Easing the hearts and minds of those at home

  • Published
  • By Tech. Sgt. Mathew Zapata
  • 512th Security Forces Squadron
Walking out the door to process for yet another deployment, my youngest daughter stepped in front of me with tears in her eyes and pleaded for me not to go. I picked her up, held her close, and promised to be back soon. My oldest daughter knew I was going to be gone longer than I told her sister. She was trying to be strong, but I could see her heart breaking. While I have done this many times before, leaving my family is always the hardest part.

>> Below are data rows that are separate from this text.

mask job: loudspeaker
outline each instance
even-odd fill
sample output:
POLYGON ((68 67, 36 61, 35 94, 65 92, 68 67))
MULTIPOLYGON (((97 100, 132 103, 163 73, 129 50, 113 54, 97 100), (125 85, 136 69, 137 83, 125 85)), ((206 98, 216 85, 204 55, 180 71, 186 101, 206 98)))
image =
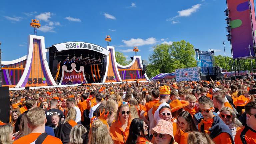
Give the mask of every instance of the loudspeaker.
POLYGON ((143 71, 142 71, 143 74, 144 74, 146 72, 146 65, 143 65, 143 71))
POLYGON ((58 60, 56 59, 54 59, 53 61, 52 62, 52 75, 54 77, 56 75, 56 74, 57 73, 57 66, 58 65, 58 60))
POLYGON ((0 120, 8 123, 10 117, 9 87, 0 87, 0 120))

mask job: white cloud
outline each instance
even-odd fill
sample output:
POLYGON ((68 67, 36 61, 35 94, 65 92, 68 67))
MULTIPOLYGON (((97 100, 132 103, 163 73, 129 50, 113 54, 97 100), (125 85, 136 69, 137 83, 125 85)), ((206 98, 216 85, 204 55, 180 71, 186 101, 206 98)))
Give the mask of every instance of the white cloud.
POLYGON ((197 4, 192 6, 191 8, 185 10, 178 11, 179 16, 190 16, 192 13, 196 12, 202 5, 201 4, 197 4))
POLYGON ((173 18, 168 18, 166 19, 166 21, 172 21, 172 23, 175 24, 178 23, 178 21, 174 21, 174 20, 178 17, 188 17, 191 15, 195 12, 200 8, 200 7, 202 5, 201 4, 197 4, 195 5, 192 6, 190 8, 185 10, 182 10, 181 11, 178 11, 177 12, 179 14, 173 18))
POLYGON ((113 16, 112 15, 110 15, 109 14, 107 14, 106 13, 104 13, 104 15, 105 16, 105 17, 107 18, 112 19, 113 20, 116 19, 116 17, 114 16, 113 16))
POLYGON ((34 12, 31 12, 30 13, 23 13, 23 14, 28 16, 30 16, 33 15, 37 13, 37 12, 34 11, 34 12))
POLYGON ((167 44, 169 45, 171 45, 172 44, 172 43, 173 43, 173 42, 172 41, 170 41, 169 42, 167 42, 166 41, 165 41, 161 43, 161 44, 167 44))
POLYGON ((208 51, 214 51, 214 52, 220 52, 221 51, 221 50, 219 49, 211 49, 211 50, 208 49, 208 51))
POLYGON ((48 25, 50 26, 53 25, 59 26, 60 25, 60 23, 58 22, 50 22, 48 23, 48 25))
POLYGON ((69 21, 76 22, 81 22, 81 20, 78 18, 75 18, 70 16, 66 17, 65 19, 67 19, 69 21))
POLYGON ((116 30, 112 30, 111 29, 109 29, 109 31, 111 31, 112 32, 114 32, 116 31, 116 30))
POLYGON ((38 30, 42 31, 43 32, 55 32, 54 31, 55 27, 53 26, 48 26, 47 25, 43 25, 41 26, 38 29, 38 30))
POLYGON ((165 40, 167 40, 168 39, 169 39, 168 38, 166 38, 165 39, 164 38, 161 38, 161 41, 164 41, 165 40))
POLYGON ((10 17, 8 16, 3 16, 8 20, 16 21, 20 21, 21 20, 21 19, 23 18, 21 17, 18 17, 16 16, 14 16, 13 17, 10 17))
POLYGON ((148 38, 146 40, 141 38, 136 39, 132 38, 130 40, 122 40, 122 42, 125 44, 126 46, 133 47, 134 46, 141 46, 146 45, 152 45, 157 42, 156 39, 153 37, 148 38))
POLYGON ((177 23, 180 23, 180 22, 179 22, 179 21, 173 21, 172 22, 172 23, 173 24, 177 24, 177 23))
POLYGON ((133 49, 127 49, 126 50, 119 49, 118 50, 118 51, 123 52, 130 52, 133 51, 133 49))
POLYGON ((131 7, 136 7, 136 4, 132 2, 131 4, 131 7))
POLYGON ((52 15, 53 14, 50 12, 45 12, 36 16, 36 18, 40 20, 48 22, 49 21, 48 19, 51 18, 51 15, 52 15))

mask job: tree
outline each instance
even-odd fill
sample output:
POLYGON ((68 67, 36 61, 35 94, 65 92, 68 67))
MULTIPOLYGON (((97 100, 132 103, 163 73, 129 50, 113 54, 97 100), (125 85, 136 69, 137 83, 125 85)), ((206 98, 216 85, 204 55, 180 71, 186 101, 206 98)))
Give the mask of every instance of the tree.
POLYGON ((185 65, 185 67, 196 66, 195 53, 193 45, 184 40, 173 42, 170 48, 171 56, 185 65))
POLYGON ((160 73, 168 72, 170 71, 170 62, 169 50, 171 47, 167 44, 158 45, 154 47, 154 52, 149 58, 153 65, 154 70, 159 69, 160 73))
POLYGON ((115 55, 116 56, 116 61, 117 63, 121 65, 127 65, 131 62, 131 61, 129 61, 128 62, 126 61, 126 58, 122 53, 116 51, 115 52, 115 55))

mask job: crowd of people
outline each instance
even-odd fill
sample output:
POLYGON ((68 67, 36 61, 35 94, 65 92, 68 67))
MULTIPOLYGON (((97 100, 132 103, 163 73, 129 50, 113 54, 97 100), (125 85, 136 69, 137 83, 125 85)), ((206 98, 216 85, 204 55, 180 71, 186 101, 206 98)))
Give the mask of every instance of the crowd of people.
POLYGON ((91 85, 10 95, 0 144, 256 143, 253 79, 91 85))

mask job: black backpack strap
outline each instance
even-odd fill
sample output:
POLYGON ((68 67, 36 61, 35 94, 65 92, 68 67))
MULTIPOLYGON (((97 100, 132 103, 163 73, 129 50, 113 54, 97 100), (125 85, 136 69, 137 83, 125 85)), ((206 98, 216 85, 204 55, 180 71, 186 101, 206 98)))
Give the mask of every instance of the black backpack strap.
POLYGON ((48 136, 48 134, 46 133, 42 133, 36 139, 35 143, 35 144, 42 144, 48 136))
POLYGON ((245 126, 243 130, 243 131, 241 132, 241 134, 240 135, 240 138, 241 139, 241 141, 242 141, 242 142, 243 143, 243 144, 247 144, 247 143, 246 141, 245 140, 244 136, 245 135, 245 134, 249 130, 249 127, 247 125, 245 126))

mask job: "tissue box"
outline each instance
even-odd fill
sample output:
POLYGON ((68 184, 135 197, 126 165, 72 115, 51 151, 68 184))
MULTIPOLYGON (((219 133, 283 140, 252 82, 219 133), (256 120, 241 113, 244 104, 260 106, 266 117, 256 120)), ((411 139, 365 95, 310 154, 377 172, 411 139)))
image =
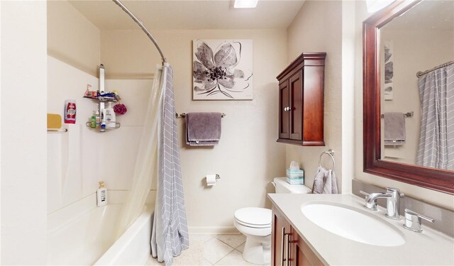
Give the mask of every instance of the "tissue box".
POLYGON ((287 168, 287 182, 290 184, 304 184, 304 171, 302 170, 293 170, 287 168))

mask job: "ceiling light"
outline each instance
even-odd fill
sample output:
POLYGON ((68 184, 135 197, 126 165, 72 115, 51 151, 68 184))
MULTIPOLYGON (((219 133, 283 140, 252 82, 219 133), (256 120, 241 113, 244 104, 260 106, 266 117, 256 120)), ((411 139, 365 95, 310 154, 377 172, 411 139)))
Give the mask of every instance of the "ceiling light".
POLYGON ((235 0, 233 7, 236 9, 253 9, 257 6, 258 0, 235 0))
POLYGON ((366 0, 367 6, 367 12, 374 13, 378 11, 382 8, 389 6, 395 0, 366 0))

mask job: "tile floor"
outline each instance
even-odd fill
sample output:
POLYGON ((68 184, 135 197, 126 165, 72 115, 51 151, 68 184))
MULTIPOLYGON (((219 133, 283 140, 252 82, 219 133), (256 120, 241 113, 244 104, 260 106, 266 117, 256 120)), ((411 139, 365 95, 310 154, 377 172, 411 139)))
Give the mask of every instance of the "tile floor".
POLYGON ((243 235, 191 235, 205 242, 203 265, 255 265, 243 260, 243 235))
MULTIPOLYGON (((204 254, 202 266, 242 266, 255 265, 243 259, 243 250, 246 238, 241 234, 236 235, 189 235, 189 246, 191 241, 202 242, 204 243, 204 254)), ((184 250, 183 251, 184 253, 184 250)), ((183 255, 183 253, 182 253, 183 255)), ((145 265, 163 265, 158 263, 155 259, 150 258, 145 265)), ((202 261, 201 259, 199 261, 202 261)), ((174 262, 176 262, 175 261, 174 262)), ((178 262, 176 265, 185 265, 186 262, 178 262)), ((196 265, 191 265, 196 266, 196 265)))

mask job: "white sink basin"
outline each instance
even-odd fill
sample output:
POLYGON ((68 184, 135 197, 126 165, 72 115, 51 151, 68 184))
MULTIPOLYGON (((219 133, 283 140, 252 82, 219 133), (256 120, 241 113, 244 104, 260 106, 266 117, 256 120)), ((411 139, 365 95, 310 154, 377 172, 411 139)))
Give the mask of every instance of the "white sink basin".
POLYGON ((383 247, 405 243, 403 234, 391 224, 346 205, 314 203, 301 206, 301 210, 317 226, 352 240, 383 247))

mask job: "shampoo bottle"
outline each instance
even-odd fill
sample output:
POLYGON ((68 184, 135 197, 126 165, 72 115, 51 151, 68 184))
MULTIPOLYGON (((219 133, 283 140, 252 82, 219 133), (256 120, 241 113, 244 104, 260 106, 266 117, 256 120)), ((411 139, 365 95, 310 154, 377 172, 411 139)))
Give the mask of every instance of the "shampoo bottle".
POLYGON ((99 182, 99 188, 96 190, 96 204, 98 207, 107 204, 107 189, 102 181, 99 182))
POLYGON ((76 101, 65 101, 65 123, 76 123, 76 101))
POLYGON ((109 106, 106 109, 106 121, 108 128, 115 128, 115 112, 111 101, 109 102, 109 106))
POLYGON ((95 114, 95 128, 101 128, 101 117, 99 116, 99 110, 96 110, 96 113, 95 114))
POLYGON ((93 115, 90 116, 90 127, 92 128, 96 128, 96 115, 94 111, 93 111, 93 115))

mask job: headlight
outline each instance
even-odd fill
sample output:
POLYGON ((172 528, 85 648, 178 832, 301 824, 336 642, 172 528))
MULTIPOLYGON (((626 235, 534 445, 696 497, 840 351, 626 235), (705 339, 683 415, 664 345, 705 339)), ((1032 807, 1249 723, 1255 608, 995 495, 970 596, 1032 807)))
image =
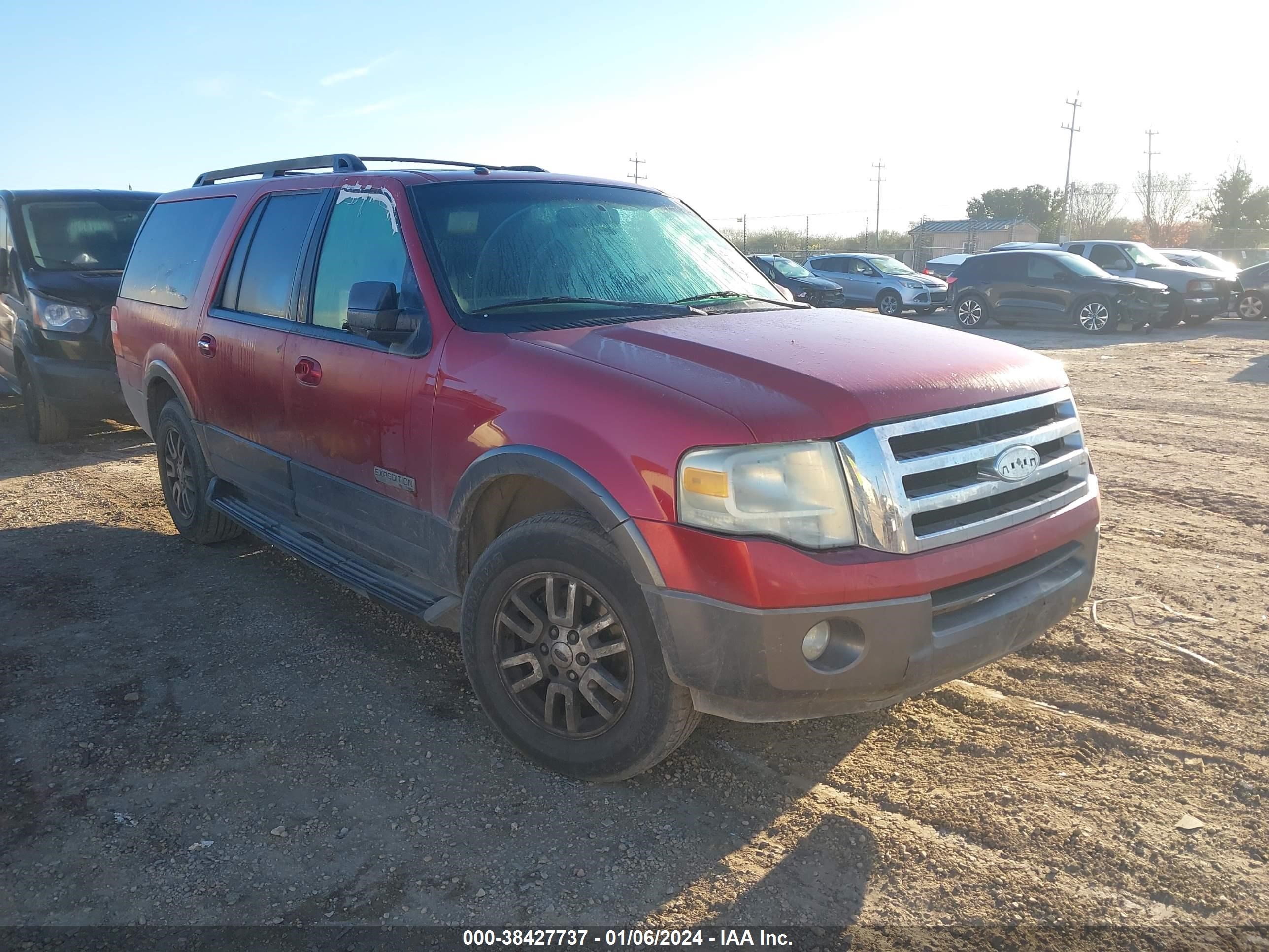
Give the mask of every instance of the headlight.
POLYGON ((694 449, 679 463, 679 522, 806 548, 855 543, 845 475, 832 443, 694 449))
POLYGON ((93 312, 86 307, 49 301, 38 294, 30 296, 30 315, 34 317, 36 325, 44 330, 82 334, 93 326, 93 312))

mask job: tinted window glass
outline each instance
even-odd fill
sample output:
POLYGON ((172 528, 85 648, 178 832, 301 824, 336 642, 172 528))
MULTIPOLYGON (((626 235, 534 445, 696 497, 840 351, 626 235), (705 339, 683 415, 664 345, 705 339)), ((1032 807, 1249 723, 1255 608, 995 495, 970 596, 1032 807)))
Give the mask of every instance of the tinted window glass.
POLYGON ((265 317, 288 316, 299 254, 321 199, 320 192, 269 195, 255 234, 239 239, 240 242, 250 240, 251 245, 242 263, 242 284, 235 310, 265 317))
POLYGON ((1027 277, 1036 281, 1056 281, 1058 275, 1068 275, 1058 261, 1044 255, 1027 255, 1027 277))
POLYGON ((189 307, 207 253, 235 201, 221 195, 156 204, 132 248, 119 297, 189 307))
POLYGON ((313 324, 343 327, 348 320, 348 292, 359 281, 391 282, 402 311, 423 310, 392 201, 382 192, 345 189, 330 213, 321 246, 313 286, 313 324))
POLYGON ((1089 260, 1103 268, 1128 268, 1128 259, 1114 245, 1094 245, 1089 260))

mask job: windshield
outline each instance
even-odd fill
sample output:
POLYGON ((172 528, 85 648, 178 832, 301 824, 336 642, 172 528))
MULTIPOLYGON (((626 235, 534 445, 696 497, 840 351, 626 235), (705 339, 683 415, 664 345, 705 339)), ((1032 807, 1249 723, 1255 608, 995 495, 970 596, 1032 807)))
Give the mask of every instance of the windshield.
POLYGON ((727 308, 749 306, 746 297, 783 300, 718 232, 654 192, 538 182, 412 192, 443 282, 468 316, 495 307, 499 316, 536 319, 642 314, 640 302, 666 305, 714 291, 740 294, 718 302, 727 308))
POLYGON ((864 260, 882 274, 916 274, 916 272, 906 264, 893 258, 879 255, 877 258, 865 258, 864 260))
POLYGON ((122 272, 152 203, 150 195, 24 202, 22 223, 32 260, 49 270, 122 272))
POLYGON ((1076 274, 1082 274, 1085 278, 1109 278, 1110 274, 1103 268, 1093 264, 1088 258, 1080 258, 1079 255, 1072 255, 1066 251, 1055 254, 1053 258, 1058 259, 1062 264, 1070 268, 1076 274))
POLYGON ((1140 264, 1146 268, 1171 268, 1173 263, 1164 258, 1159 251, 1152 249, 1150 245, 1121 245, 1123 253, 1128 255, 1133 264, 1140 264))
POLYGON ((783 274, 786 278, 813 278, 806 268, 803 268, 797 261, 791 261, 788 258, 773 258, 772 264, 775 265, 775 270, 783 274))
POLYGON ((1217 258, 1208 251, 1195 251, 1194 254, 1187 256, 1190 258, 1198 268, 1212 268, 1213 270, 1230 272, 1231 274, 1239 270, 1239 265, 1233 264, 1233 261, 1226 261, 1223 258, 1217 258))

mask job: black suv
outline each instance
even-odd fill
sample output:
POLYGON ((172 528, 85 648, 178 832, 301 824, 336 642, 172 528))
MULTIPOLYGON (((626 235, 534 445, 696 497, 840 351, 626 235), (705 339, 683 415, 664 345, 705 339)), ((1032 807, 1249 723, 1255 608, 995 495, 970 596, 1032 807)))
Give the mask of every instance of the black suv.
POLYGON ((37 443, 127 414, 110 306, 154 192, 0 192, 0 393, 37 443))
POLYGON ((782 288, 788 288, 796 301, 806 301, 815 307, 841 307, 845 298, 841 286, 817 278, 801 264, 780 255, 750 255, 758 270, 782 288))
POLYGON ((1121 321, 1133 329, 1157 322, 1171 303, 1166 284, 1117 278, 1066 251, 973 255, 948 278, 948 294, 962 327, 981 327, 989 317, 1005 325, 1057 320, 1090 334, 1121 321))

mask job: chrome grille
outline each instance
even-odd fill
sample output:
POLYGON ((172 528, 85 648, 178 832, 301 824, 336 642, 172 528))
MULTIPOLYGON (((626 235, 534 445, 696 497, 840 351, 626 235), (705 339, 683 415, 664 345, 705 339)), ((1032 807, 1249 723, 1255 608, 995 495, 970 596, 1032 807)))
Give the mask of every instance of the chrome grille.
POLYGON ((937 416, 887 423, 838 442, 859 543, 921 552, 1016 526, 1094 491, 1084 434, 1066 387, 937 416), (990 466, 1030 447, 1023 480, 990 466))

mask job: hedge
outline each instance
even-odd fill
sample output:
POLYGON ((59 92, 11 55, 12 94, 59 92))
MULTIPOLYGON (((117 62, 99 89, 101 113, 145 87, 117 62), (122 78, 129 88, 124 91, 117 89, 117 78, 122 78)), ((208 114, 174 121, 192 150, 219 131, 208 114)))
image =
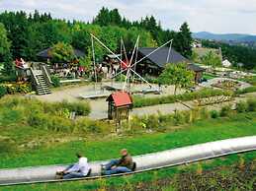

Although I can't mend their broken hearts, I can do my best to ensure my family will be financially, emotionally and spiritually secure while I am gone. I always follow a few steps to help ease my mind and allow me to focus on the mission that awaits me.

Emergency communication services: I make certain my family has my unit information and the number for the Red Cross, so they know how to reach me in case of an emergency. I make sure my family members know to provide as much information as possible, to include name, rank, branch of service, social security number, birth date, and information about my deployed unit and home base unit when calling the Red Cross. For the Delmarva area here, family members can contact the Red Cross at (302) 656-6620 or online at www.redcross.org.

Ensure current identification: Before deploying, we visit the force support squadron to get an updated ID card, which will remain current for the duration of the deployment. It's important to make sure dependents can access the base when needed, whether to shop at the commissary or to access medical care.

Emergency data: For every deployment, it is critical to check that your DD Form 93, Record of Emergency Data, is accurate. I make sure that it isn't just completed, but that it's correct and up-to-date. In the event that something would happen to me while I'm deployed, I want my benefits and death gratuity to be portioned correctly.

It seems like a lot to go through before deploying, especially being a traditional reservist. I have to balance my civilian career as a correctional officer with my commitment to the Air Force Reserve. But, I joined the military to serve my country, and in turn, maintain freedom for my daughters. Taking a few extra minutes to make things right helps to ease the minds, if not the hearts, of myself and my family.